Privacy Preserving Analytics on Distributed Medical Data

Marina Blanton,Ah Reum Kang,Subhadeep Karan,Jaroslaw Zola
DOI: https://doi.org/10.48550/arXiv.1806.06477
2018-06-18
Abstract:Objective: To enable privacy-preserving learning of high quality generative and discriminative machine learning models from distributed electronic health records. Methods and Results: We describe general and scalable strategy to build machine learning models in a provably privacy-preserving way. Compared to the standard approaches using, e.g., differential privacy, our method does not require alteration of the input biomedical data, works with completely or partially distributed datasets, and is resilient as long as the majority of the sites participating in data processing are trusted to not collude. We show how the proposed strategy can be applied on distributed medical records to solve the variables assignment problem, the key task in exact feature selection and Bayesian networks learning. Conclusions: Our proposed architecture can be used by health care organizations, spanning providers, insurers, researchers and computational service providers, to build robust and high quality predictive models in cases where distributed data has to be combined without being disclosed, altered or otherwise compromised.
Cryptography and Security
What problem does this paper attempt to address?

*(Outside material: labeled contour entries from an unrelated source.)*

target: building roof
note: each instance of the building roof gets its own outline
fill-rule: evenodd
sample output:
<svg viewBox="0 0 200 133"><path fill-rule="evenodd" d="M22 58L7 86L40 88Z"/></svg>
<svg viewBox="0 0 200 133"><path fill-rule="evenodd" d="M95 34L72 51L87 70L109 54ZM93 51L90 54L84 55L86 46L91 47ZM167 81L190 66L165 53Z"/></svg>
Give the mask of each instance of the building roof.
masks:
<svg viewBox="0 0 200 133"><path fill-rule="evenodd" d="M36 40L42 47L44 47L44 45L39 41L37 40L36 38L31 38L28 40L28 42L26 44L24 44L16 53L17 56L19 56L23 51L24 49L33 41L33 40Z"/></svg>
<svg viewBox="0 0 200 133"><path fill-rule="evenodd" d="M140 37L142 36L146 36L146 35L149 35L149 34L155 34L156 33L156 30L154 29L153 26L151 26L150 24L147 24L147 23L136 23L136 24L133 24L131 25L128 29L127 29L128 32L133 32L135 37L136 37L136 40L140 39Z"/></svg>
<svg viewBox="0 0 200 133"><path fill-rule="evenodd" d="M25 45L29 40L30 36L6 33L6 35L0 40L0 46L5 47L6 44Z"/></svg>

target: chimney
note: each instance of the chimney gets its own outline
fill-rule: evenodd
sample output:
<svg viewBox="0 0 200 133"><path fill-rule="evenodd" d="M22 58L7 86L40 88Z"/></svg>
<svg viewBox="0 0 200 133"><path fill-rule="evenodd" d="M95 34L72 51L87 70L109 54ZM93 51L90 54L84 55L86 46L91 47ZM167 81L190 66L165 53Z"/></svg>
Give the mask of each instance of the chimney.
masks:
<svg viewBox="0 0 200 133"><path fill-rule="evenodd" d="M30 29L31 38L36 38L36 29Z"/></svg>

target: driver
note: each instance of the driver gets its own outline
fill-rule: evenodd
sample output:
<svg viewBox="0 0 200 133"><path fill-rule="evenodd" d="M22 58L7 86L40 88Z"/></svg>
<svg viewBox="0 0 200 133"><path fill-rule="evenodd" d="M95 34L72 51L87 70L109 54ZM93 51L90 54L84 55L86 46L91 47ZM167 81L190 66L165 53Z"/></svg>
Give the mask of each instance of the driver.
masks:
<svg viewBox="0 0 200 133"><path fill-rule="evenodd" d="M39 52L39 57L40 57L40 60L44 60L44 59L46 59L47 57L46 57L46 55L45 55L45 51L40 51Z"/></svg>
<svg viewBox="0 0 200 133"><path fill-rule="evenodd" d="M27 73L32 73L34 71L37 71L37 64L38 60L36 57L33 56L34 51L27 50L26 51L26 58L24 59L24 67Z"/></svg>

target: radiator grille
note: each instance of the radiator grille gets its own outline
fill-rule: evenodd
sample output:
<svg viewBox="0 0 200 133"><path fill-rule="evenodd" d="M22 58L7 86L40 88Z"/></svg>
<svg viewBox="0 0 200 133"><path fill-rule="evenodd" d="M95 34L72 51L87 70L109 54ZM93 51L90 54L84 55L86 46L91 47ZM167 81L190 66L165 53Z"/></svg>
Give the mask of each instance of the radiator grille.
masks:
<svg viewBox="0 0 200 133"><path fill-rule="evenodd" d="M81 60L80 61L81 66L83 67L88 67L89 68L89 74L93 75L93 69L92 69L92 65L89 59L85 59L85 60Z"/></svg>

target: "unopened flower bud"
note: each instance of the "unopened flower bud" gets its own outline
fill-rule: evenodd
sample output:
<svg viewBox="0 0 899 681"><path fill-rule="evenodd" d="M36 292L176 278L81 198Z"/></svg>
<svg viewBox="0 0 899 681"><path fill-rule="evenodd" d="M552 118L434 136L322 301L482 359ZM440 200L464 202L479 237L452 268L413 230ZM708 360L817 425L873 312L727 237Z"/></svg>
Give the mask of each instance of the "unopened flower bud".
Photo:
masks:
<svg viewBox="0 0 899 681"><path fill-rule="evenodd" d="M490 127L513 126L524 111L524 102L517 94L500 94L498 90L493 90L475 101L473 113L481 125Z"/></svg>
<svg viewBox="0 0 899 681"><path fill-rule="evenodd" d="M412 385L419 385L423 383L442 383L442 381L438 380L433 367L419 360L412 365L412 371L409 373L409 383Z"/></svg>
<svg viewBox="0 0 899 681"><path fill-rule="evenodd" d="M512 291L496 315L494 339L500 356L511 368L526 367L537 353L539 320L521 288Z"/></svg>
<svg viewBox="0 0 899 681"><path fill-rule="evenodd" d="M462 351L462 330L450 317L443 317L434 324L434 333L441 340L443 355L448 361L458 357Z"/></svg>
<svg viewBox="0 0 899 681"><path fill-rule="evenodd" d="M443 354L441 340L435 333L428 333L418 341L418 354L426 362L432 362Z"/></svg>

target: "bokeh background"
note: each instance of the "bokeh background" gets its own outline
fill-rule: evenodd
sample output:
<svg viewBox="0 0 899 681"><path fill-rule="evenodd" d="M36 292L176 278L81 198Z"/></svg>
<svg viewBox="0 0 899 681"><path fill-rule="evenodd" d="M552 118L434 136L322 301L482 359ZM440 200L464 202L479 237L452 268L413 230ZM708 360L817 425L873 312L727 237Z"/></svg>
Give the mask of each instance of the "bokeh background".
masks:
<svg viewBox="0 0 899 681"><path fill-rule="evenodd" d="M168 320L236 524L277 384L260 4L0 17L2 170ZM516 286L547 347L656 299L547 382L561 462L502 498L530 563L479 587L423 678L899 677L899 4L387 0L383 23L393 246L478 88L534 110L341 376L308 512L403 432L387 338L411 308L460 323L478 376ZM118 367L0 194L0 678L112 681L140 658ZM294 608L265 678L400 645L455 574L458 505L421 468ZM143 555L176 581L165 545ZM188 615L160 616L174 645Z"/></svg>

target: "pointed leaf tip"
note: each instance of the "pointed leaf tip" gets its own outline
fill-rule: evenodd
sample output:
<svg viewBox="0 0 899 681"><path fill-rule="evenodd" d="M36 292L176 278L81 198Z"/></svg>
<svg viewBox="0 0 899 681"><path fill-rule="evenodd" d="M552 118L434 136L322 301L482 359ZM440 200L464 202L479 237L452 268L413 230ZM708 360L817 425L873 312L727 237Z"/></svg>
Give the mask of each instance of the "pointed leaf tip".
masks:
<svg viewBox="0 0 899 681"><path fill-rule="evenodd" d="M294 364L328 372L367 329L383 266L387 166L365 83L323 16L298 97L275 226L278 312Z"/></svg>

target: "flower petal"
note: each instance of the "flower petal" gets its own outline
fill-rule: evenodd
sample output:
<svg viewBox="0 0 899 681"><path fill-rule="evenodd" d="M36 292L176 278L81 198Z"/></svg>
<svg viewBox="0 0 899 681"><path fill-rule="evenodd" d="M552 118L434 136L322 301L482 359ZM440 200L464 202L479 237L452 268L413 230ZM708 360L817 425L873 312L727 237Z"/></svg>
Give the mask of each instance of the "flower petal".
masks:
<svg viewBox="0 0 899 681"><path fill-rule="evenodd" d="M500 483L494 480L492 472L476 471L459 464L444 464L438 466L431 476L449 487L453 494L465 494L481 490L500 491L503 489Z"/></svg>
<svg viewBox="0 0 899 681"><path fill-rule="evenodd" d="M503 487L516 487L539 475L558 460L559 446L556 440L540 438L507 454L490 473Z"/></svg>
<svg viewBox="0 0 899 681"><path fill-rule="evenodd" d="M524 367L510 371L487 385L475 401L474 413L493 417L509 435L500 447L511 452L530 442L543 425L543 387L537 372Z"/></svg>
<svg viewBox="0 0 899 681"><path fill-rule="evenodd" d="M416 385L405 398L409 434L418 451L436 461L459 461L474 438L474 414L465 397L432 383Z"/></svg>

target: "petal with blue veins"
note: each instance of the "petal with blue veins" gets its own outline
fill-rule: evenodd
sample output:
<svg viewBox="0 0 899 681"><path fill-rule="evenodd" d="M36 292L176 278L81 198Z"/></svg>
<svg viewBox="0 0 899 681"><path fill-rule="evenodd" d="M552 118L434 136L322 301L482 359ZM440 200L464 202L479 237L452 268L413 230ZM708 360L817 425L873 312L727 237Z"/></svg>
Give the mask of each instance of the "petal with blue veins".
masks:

This paper aims to solve the problem of privacy - protected analysis on distributed medical data. Specifically, the goal of the paper is to construct high - quality generative and discriminative machine - learning models from distributed electronic health records without disclosing or modifying the original data. This involves developing a general and scalable method to build machine - learning models in a provably privacy - protected manner. Compared with traditional privacy - protection methods (such as differential privacy), the proposed method does not require any modification of the input biomedical data, can handle fully or partially distributed data sets, and can ensure data privacy as long as most of the sites involved in data processing are trusted not to collude. In addition, the paper shows how to apply the proposed strategy to distributed medical records to solve the variable - assignment problem, which is a key task in accurate feature selection and Bayesian - network learning. In this way, the paper provides a mechanism that enables medical institutions, insurance companies, researchers, and computing - service providers to combine distributed data to build robust and high - quality prediction models without disclosing, modifying, or otherwise compromising the data.